Indian scientist and academic

Vinay Kumar Dadhwal (born 9 April 1957) is an Indian scientist and academic who primarily works in the field of remote sensing. He is known for his contribution to the development of remote sensing applications in agriculture, including crop forecasting and irrigation management. He served as the Director of Indian Institute of Space Science and Technology, Thiruvananthapuram. Dadhwal also served as the Director, National Remote Sensing Centre (NRSC), Hyderabad and the Dean, Indian Institute of Remote Sensing, a unit under Department of Space.

==Education and career==
V. K. Dadhwal received a B.Sc. degree in botany from Hansraj College, New Delhi and master's degree from Indian Agricultural Research Institute, New Delhi in year 1978. He received his Ph.D. in plant physiology from Indian Agricultural Research Institute in 1983.
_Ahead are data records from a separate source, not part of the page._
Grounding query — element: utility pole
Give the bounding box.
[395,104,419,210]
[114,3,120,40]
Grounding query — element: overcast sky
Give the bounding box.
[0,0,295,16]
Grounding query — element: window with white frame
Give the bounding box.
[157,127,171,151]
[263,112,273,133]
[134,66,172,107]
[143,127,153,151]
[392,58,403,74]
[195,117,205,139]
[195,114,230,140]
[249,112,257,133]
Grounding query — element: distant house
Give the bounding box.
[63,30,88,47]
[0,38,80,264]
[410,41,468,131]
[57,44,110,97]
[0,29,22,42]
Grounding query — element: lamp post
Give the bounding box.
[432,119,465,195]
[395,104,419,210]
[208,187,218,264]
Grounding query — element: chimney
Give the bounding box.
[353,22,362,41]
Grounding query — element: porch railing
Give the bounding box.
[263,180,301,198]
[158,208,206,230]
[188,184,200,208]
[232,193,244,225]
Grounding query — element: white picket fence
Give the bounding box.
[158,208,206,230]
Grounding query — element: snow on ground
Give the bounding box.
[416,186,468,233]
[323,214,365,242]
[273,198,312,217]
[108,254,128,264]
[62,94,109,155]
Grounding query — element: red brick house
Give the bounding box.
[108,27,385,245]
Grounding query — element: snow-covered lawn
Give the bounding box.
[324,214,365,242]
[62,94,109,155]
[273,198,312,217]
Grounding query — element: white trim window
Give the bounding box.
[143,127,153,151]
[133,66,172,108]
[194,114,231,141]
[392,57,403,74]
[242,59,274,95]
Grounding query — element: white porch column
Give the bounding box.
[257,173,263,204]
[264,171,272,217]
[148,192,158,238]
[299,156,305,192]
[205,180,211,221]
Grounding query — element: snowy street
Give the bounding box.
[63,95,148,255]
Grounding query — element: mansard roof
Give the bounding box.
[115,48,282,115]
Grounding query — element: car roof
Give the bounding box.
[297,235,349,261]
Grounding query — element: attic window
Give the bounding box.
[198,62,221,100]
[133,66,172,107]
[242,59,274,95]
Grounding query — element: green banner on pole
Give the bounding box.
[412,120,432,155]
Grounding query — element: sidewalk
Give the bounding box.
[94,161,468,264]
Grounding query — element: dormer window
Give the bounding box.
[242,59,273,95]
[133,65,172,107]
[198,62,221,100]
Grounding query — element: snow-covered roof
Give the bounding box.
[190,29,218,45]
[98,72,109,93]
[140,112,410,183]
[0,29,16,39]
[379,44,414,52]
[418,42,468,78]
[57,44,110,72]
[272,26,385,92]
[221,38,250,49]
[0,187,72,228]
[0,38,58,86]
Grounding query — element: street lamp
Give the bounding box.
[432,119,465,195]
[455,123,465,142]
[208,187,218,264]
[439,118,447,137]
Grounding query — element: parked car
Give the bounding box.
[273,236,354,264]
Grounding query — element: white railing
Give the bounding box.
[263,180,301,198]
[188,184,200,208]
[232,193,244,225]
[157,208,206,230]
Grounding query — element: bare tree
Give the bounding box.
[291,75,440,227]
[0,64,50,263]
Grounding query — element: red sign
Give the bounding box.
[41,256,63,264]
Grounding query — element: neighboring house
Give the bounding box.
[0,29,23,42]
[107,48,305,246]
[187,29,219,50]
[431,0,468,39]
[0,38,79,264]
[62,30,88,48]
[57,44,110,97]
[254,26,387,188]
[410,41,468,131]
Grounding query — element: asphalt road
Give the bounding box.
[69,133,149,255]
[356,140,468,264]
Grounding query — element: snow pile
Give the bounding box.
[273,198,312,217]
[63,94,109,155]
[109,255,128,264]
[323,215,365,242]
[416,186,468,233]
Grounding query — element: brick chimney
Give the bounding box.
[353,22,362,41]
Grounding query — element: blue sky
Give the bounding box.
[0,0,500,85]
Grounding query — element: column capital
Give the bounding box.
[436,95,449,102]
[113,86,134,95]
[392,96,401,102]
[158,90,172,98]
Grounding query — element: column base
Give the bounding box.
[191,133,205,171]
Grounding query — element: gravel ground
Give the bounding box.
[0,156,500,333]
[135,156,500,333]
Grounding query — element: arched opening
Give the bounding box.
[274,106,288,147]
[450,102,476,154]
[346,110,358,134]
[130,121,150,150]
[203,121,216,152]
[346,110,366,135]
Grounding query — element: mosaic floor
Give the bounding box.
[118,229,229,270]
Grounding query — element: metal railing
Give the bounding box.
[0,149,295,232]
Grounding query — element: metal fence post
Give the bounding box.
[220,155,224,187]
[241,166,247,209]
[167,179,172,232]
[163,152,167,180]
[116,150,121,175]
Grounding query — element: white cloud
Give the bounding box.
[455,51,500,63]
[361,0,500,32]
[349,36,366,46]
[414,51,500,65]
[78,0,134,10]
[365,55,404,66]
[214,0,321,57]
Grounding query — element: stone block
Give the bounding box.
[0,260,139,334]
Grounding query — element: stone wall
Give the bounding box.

After the completion of his Ph.D., Dadhwal joined the Space Applications Centre (ISRO), Ahmedabad in year 1983 where he served as the Head, Crop Inventory and Modeling Division during 1998-2004. From 2004 to 2010 he served as the Dean at Indian Institute of Remote Sensing, Dehradun. In 2010, Dadwal joined National Remote Sensing Centre (NRSC), Hyderabad as the Associate Director and went on to become the Director, a position he held till 2016. He served as the Director of Indian Institute of Space Science and Technology, Thiruvananthapuram between the period 2016-2021.

==Awards and honors==
Dadhwal is a science panel member of Terrestrial Carbon Observation (TCO) of Food and Agriculture Organization, Rome. He is a recipient of several awards, including Indian National Remote Sensing Award (1999), Dr. Vikram Sarabhai Award (1999), ISRO-Astronautical Society of India Award (2005), and ISRO Merit Award (2006).